Q3.- What are the most effective techniques currently employed in prescriptive analytics for improving patient outcomes in healthcare?

The queried databases are presented in the next section.

4 Selected Databases and Queries

Following the recommendations of Martinovich (Martinovich, s/f), searches were conducted using a set of databases grouped as follows: aggregators (PubMed, Scopus, WOS, and BVS) and search engines (Google Scholar).

Search Methodology

The search terms employed were "prescriptive analytics" AND "medicine," "prescriptive methodology" AND "medicine," "prescriptive analysis" AND "medicine," and "prescriptive approach" AND "medicine." Subsequent searches replaced "medicine" with "healthcare."

These terms were utilized in both English and Spanish languages. The retrieved papers were organized using tools such as Zotero and Microsoft Excel to facilitate the screening process.

The selection criteria, as detailed in the following subsections, were applied during this phase. Each paper selected was confirmed independently by each reviewer.

Inclusion Criteria

The relevant set of papers included those that explicitly referred to the application of prescriptive analytics in the generation of treatments for healthcare-related diseases or ailments. Additionally, results proposing a methodology using a prescriptive approach, distinct from organizational operations in healthcare, were deemed eligible.

Prior surveys and reviews were also considered to ascertain their scope, metrics, and findings. However, conference papers and proposal work, often treated as “wish lists,” were not included in the formal review.

Exclusion Criteria

The focus being specifically on the application of prescriptive analytics, works solely addressing descriptive and/or predictive analytics approaches were excluded.

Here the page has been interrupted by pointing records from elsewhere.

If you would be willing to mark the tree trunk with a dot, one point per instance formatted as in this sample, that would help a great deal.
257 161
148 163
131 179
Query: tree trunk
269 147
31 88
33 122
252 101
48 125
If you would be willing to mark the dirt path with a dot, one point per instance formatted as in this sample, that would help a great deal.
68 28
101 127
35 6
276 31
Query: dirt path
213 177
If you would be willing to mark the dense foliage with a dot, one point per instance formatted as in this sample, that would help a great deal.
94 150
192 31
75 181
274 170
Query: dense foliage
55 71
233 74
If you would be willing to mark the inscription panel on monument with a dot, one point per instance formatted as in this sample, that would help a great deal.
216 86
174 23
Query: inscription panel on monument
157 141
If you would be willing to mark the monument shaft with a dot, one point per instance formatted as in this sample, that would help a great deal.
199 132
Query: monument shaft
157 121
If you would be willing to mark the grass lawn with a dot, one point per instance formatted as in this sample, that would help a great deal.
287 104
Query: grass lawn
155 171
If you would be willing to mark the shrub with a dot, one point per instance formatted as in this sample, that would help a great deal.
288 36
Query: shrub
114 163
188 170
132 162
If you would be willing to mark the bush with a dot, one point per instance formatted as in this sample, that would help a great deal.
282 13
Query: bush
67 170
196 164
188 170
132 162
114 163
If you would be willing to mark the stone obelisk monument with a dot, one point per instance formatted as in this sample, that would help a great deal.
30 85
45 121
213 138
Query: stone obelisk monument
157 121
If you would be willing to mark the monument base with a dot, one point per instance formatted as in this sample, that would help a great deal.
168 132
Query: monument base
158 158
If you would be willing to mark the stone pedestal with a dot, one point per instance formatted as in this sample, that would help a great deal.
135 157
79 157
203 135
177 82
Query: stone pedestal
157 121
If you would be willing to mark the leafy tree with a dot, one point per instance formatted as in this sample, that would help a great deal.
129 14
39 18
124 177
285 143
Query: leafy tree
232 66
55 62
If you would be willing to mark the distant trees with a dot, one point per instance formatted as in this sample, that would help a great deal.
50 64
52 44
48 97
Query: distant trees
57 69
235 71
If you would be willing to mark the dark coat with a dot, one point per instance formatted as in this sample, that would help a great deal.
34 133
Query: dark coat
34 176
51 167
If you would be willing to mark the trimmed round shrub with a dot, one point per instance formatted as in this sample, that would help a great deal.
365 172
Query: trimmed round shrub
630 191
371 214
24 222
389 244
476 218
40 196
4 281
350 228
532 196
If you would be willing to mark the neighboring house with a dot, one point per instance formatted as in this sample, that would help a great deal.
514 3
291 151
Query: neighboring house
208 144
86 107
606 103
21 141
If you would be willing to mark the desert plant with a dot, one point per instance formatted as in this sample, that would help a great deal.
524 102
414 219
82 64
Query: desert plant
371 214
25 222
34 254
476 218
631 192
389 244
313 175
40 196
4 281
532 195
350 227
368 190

These exclusion criteria also applied to editorial articles, book chapters, and works published in non-indexed journals.

Proposed Metrics

The initial paper selection was quantitatively evaluated using criteria presented in Table 1. This evaluation utilized a text analysis tool, which searched for the specified terms within three sections of each paper: the title, abstract, and keywords.

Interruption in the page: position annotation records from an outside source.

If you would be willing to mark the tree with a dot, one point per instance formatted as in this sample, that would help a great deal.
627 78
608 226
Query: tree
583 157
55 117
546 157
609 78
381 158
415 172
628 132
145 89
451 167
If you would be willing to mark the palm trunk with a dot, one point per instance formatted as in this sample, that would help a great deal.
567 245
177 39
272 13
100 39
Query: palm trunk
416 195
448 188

Table 1 First selection criteria 

Criterion Proposed score
3 2 1 0
Search terms appear in title, abstract or keywords Three sections Two sections One section
The research field is medicine Yes No
The work theme is personalized treatments generation Yes No

The tool then returned the number of sections in which a match was found.

A score ranging from four to five points indicated that the work required a full-text review, while a score from one to three signified that the work needed corroboration from other reviewers to be considered. If a work was assigned a zero in either the second or the third criterion, it was rejected. Rejections at this stage were confirmed by humans.

A second quantitative evaluation was carried out based on the type of result following the full-text revision. If the work was a survey or review, it was evaluated using criteria shown in Table A1; for other types of papers, criteria in Table A2 were applied. These tables are presented in the annexes.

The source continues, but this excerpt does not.